その日もいつものようにサクッと引き取って帰りたかったのだが、前には大量の荷物を出しているお客さんが。
お店にいる店員さんは一人きりだ。
少し待てば終わるだろうと店のガラス戸の前で音楽を聴きながら待っていたが、一向に終わらない。
一曲丸々聴き終わりあきらめて帰ろうかと思ったが、ここで帰ってはなぜか格好悪い気がして帰れない。
やがて別のお客さんがやってきて、こちらの気も知らず私を追い越しズケズケと店へ入ったが、大量の荷物を出すお客さんを見て帰ってしまった。
音楽プレーヤーから流れる曲は三曲目に突入していた。
さすがにもうあきらめて帰ろうかと思ったが、そこで帰ってしまえば店員さんを申し訳ない気持ちにさせてしまうと思い、帰れない。

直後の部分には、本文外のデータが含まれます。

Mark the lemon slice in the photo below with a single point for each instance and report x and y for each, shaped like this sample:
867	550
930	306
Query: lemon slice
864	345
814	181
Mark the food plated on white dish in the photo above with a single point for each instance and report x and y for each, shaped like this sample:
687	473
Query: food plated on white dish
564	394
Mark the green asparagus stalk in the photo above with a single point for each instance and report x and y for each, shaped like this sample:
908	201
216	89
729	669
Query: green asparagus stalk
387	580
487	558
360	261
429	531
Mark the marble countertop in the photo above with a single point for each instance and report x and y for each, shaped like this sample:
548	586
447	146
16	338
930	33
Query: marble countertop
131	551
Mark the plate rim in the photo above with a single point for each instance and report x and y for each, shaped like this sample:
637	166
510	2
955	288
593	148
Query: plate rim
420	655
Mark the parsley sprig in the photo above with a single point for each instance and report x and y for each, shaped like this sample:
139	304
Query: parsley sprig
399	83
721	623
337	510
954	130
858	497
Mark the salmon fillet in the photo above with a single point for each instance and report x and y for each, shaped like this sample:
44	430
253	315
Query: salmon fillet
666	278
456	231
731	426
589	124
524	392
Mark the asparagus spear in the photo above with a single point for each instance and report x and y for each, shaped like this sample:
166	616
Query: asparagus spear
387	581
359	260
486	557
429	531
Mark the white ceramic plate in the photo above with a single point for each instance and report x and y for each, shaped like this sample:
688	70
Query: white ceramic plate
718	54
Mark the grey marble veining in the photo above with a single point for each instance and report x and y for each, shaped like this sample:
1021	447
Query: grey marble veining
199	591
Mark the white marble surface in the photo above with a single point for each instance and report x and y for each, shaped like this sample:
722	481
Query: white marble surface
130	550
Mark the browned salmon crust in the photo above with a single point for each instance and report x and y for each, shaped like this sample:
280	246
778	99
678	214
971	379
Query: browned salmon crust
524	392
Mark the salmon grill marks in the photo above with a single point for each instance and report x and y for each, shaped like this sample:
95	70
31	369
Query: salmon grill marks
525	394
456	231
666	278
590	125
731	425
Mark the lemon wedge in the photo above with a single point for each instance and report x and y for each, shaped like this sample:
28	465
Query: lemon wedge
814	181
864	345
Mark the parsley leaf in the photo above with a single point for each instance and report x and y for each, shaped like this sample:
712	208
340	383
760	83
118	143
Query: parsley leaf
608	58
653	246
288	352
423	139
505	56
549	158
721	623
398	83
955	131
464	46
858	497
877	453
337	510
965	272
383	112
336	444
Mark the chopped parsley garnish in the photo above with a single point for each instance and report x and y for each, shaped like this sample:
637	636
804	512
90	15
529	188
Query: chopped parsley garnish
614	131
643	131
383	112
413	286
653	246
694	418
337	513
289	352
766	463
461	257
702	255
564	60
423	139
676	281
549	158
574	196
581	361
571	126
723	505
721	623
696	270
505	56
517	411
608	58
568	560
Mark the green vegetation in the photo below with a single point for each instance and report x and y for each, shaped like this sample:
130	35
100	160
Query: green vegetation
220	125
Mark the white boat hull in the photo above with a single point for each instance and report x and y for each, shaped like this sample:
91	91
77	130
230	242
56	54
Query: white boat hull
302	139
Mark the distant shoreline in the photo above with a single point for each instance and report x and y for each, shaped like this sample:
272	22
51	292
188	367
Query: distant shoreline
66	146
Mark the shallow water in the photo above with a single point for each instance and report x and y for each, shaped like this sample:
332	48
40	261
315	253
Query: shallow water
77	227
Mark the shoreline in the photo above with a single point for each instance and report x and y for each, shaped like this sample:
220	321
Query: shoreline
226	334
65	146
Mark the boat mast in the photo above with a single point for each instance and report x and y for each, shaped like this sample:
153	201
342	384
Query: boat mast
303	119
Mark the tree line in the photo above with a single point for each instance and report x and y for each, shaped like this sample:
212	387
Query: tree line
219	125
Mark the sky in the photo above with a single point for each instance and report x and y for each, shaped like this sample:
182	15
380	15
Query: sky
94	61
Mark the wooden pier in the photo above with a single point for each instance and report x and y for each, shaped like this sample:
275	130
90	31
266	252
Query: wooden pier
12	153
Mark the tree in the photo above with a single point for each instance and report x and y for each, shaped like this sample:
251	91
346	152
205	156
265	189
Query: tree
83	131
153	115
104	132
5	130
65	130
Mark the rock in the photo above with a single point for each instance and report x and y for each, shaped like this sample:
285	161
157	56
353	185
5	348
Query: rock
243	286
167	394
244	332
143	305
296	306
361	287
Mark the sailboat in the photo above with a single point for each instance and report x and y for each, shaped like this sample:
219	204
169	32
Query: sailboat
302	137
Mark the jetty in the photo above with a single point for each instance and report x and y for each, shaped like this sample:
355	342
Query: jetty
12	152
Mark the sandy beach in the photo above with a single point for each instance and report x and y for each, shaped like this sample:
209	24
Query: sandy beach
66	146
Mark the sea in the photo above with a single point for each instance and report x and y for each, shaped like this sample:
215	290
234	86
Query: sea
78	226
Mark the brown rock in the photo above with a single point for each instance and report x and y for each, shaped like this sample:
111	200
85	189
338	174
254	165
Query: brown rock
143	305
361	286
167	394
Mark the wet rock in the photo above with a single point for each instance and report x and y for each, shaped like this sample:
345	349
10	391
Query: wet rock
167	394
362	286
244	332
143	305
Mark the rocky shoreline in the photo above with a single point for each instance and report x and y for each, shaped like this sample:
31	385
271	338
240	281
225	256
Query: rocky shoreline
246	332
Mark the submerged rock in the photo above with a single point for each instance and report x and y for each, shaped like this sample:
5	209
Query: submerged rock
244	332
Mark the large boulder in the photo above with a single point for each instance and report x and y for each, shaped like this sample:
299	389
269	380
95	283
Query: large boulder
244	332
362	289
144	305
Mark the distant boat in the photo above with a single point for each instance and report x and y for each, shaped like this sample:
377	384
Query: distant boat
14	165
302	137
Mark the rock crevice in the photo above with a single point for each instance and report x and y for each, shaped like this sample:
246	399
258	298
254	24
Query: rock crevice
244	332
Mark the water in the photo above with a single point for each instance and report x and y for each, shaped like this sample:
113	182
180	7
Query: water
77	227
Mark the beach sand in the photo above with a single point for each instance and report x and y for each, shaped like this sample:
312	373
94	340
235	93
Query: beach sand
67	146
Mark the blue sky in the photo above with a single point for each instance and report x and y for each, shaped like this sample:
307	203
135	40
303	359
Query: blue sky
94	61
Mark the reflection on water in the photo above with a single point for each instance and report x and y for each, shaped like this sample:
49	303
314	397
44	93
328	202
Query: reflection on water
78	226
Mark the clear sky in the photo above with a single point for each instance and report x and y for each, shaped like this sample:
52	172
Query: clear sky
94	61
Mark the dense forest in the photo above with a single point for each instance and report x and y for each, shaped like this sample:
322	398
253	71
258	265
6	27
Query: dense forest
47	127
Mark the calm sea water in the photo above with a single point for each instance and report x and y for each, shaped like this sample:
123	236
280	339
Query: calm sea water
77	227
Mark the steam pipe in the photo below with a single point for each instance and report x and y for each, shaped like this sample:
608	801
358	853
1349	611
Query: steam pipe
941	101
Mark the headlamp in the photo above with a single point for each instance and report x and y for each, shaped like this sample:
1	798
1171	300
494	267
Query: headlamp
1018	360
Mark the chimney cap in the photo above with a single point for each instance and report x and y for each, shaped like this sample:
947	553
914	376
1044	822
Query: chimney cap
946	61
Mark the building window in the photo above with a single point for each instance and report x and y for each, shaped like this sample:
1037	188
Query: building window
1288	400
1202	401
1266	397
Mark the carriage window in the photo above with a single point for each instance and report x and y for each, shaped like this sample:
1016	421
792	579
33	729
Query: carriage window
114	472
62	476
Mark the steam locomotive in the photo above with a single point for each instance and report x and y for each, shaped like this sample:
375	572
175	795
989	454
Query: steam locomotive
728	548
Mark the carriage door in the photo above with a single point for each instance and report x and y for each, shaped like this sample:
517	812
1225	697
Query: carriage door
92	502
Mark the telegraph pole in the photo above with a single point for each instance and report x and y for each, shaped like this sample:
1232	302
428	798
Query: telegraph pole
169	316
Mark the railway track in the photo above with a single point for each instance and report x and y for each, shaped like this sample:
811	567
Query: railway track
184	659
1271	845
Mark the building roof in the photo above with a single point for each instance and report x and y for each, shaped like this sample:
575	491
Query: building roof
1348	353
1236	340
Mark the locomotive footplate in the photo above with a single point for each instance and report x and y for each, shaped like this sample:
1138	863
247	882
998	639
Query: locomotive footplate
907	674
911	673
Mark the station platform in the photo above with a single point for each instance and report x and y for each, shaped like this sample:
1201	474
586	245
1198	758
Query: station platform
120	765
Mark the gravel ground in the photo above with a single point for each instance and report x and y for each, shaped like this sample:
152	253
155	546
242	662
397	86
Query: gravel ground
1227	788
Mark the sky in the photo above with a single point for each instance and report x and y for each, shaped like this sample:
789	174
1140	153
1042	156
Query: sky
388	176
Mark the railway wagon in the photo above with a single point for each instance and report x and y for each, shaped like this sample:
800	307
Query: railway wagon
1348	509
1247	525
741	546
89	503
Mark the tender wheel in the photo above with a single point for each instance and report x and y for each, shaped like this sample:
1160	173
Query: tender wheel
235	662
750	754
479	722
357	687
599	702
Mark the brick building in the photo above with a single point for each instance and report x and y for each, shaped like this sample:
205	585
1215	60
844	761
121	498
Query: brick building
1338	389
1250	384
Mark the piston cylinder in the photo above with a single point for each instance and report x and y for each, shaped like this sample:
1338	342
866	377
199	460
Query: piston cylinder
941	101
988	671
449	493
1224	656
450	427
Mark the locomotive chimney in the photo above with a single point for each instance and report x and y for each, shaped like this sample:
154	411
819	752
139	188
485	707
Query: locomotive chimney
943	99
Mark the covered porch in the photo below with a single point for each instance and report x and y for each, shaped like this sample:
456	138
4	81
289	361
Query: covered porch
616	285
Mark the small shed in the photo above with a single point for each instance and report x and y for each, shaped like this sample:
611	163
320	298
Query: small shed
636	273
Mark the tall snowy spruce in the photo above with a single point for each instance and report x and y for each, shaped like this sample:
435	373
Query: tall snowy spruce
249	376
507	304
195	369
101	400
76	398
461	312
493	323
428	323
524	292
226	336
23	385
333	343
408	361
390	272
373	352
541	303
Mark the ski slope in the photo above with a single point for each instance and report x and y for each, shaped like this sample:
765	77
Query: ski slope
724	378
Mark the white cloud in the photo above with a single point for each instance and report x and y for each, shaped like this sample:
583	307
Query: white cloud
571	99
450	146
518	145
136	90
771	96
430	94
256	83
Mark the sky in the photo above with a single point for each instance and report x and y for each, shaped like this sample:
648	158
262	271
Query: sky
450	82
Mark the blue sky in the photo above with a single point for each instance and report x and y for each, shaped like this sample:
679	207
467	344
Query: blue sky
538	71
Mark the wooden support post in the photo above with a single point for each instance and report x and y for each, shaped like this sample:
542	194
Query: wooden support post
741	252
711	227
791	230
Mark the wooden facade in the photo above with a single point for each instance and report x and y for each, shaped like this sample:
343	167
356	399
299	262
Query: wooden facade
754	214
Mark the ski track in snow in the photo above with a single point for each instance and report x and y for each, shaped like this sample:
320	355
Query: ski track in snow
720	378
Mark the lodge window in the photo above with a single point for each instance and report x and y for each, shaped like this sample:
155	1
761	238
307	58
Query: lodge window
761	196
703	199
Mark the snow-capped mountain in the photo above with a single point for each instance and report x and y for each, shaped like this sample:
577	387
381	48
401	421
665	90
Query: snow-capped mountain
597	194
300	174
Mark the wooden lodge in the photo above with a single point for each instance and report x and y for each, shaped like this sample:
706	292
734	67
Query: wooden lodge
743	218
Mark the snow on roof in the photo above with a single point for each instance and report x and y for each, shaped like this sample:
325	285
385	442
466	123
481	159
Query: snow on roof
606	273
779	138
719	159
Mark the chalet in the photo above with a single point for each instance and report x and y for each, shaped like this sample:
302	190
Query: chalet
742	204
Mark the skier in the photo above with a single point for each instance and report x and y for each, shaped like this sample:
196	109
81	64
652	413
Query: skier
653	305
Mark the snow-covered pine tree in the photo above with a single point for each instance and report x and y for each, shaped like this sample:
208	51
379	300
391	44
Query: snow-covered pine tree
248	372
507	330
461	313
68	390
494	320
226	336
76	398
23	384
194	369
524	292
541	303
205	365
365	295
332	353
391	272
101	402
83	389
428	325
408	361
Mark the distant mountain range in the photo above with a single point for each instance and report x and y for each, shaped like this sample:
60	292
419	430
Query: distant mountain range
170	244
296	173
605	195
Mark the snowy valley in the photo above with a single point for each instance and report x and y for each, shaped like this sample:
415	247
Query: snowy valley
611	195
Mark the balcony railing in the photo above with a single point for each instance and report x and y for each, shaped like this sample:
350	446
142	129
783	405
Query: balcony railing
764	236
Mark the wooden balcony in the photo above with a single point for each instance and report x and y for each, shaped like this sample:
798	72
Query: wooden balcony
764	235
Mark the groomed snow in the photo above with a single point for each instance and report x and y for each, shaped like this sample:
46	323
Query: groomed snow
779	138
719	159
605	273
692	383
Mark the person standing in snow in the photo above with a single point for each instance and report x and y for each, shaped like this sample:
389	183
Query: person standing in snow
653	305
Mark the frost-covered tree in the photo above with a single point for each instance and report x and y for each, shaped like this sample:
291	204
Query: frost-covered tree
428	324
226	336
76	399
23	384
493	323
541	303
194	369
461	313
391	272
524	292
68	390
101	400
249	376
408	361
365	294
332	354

その後に予定があることで気持ちが急いて、足が貧乏揺すりを刻む。
四曲目に入ったとき、大量の荷物を出していた前のお客さんがようやく私の存在を認識した。
五曲目、六曲目…
ついに前のお客さんの用事が終わり、店から出てきた。
すれ違いざまに
「すみません」
と言ったので、私は「いえいえ」と応えた。
店に入り、Yシャツを受け取った。
店員さんが
「すみませんでした」
と言うので、私は
「いえいえ」
と応えた。
帰りながら考えた。
誰が悪かったのだろうと。
当然の権利を行使したにすぎない前のお客さんか、何をミスをしたわけでもない店員さんか、普段ならまったく問題のない一人体制というシフトを敷いたお店か。
はたまた前のお客さんと店員さんを申し訳ない気持ちにさせてしまった私が悪いのか。
きっと、誰も悪くない。
むしろ、何も起きていない。
どこかに目くじらを立てて何かが起きたと誰かを責めることはできるけれど、今日のところはきっと何も起きていない。
何も起きていない夕暮れ、角のない白い月が綺麗に見えていた。
スラックスもクリーニングに出さなくちゃと思い出した。